Giter VIP home page Giter VIP logo

isoseq's Introduction

IsoSeq v3

Scalable De Novo Isoform Discovery


IsoSeq v3 contains the newest tools to identify transcripts in PacBio single-molecule sequencing data. Starting in SMRT Link v6.0.0, those tools power the IsoSeq GUI-based analysis application. A composable workflow of existing tools and algorithms, combined with a new clustering technique, allows to process the ever-increasing yield of PacBio machines with similar performance to IsoSeq versions 1 and 2. Starting with version 3.4, support for UMI and cell barcode based deduplication has been added.

Availability

Latest version can be installed via bioconda package isoseq3.

Please refer to our official pbbioconda page for information on Installation, Support, License, Copyright, and Disclaimer.

Workflow Documentation

Changelog

  • 3.4.0
    • SMRT Link release 10.0.0
    • Add support for UMI and cell barcode handling, by adding tag and dedup
    • Add refine --min-rq to support RQ filtering for unfiltered <movie>.reads.bam input
  • 3.3.0
    • SMRT Link release 9.0.0
  • 3.2.2
    • Fix polish not generating fasta/q output. This bug was introduced in v3.2.0
  • 3.2.1
    • Fix a gff index 1-off bug in collapse
    • We have removed implicit dependencies from the bioconda recipe. Please install pbccs, lima, and pbcoretools as needed.
  • 3.2.0
    • polish dropped support for RS II datasets!
    • Add collapse step for aligned transcript BAM input
    • Enable CCS-only workflow cluster --use-qvs
    • Add refine --min-polya-length
    • Add cluster --singletons to output unclustered FLNCs; potential sample prep artifacts!
    • Fix minimap2 bugs. Outputs might change slightly.
  • 3.1.2
    • Reduce polish memory footprint
  • 3.1.1
    • Edge case fix where polish would not finish and stale
    • Improve polish run time for large scale datasets (> 1M CCS)
    • Improve polish result quality
  • 3.1.0
    • We outsourced the poly(A) tail removal and concatemer detection into a new tool called refine. Your custom primers.fasta is used in this step to detect concatemers.

FAQ

Where is the workflow starting from unpolished CCS reads?

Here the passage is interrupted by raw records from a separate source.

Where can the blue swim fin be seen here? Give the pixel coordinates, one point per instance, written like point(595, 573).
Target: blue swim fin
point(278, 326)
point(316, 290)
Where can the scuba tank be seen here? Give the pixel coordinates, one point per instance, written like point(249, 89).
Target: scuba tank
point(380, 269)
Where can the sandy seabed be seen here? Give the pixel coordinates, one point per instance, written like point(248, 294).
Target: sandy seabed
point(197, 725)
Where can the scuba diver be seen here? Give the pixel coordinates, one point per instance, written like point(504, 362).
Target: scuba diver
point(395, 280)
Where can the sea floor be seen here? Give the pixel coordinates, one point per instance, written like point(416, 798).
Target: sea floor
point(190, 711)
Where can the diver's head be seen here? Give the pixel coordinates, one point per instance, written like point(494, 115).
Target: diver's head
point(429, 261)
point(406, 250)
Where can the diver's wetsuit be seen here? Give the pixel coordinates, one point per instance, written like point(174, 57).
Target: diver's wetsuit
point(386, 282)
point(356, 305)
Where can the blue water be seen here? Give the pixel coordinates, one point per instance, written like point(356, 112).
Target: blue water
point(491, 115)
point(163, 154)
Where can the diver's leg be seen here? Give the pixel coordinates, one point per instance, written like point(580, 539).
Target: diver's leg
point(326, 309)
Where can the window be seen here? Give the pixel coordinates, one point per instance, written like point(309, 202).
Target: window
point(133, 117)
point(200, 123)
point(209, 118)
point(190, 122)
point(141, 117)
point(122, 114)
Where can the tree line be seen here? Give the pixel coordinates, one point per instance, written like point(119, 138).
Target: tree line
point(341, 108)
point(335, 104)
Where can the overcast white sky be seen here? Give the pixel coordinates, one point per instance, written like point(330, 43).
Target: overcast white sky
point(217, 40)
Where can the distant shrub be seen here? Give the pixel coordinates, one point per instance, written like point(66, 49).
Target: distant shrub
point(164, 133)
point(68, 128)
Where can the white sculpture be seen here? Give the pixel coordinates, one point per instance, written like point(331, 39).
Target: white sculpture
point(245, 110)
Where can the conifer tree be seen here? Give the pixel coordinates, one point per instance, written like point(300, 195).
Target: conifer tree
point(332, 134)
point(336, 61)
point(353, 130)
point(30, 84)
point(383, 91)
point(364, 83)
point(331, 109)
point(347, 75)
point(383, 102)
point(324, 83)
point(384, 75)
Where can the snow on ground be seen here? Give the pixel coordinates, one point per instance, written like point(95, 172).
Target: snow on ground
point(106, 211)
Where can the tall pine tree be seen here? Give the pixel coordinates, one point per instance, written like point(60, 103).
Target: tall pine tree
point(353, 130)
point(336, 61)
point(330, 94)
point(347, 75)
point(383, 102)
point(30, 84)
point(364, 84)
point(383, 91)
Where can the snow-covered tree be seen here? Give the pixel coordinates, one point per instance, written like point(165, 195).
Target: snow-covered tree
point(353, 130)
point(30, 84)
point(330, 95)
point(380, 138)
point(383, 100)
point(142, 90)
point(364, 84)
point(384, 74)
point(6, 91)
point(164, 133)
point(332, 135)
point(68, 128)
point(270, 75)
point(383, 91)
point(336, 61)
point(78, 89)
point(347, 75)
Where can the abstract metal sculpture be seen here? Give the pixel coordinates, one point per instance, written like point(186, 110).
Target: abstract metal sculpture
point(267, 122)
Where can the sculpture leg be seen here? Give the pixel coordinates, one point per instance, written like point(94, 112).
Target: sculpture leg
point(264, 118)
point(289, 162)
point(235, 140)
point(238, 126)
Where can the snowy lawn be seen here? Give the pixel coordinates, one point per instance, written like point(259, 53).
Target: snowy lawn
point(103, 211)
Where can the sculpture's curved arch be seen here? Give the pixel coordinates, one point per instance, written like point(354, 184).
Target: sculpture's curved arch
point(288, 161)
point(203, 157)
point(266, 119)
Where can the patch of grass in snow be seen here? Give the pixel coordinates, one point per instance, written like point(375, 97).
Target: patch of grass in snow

To simplify, unify, and future proof Iso-Seq, we decided to remove documentation starting from unpolished CCS reads. With the ever-increasing polymerase read lengths and improvements of CCS, going forward, it is recommended to generate polished CCS reads first and thus make final transcript polishing optional.

Why IsoSeq v3 and not the established versions 1 or 2?

The ever-increasing throughput of the Sequel system gave rise to the need for a scalable software solution that can handle millions of CCS reads, while maintaining sensitivity and accuracy. Internal benchmarks have shown that IsoSeq v3 is orders of magnitude faster than currently employed solutions and SQANTI attributes IsoSeq v3 a higher number of perfectly annotated isoforms:

Additional benefit, single linux binary that requires no dependencies.

Why is the number of transcripts much lower with IsoSeq v3?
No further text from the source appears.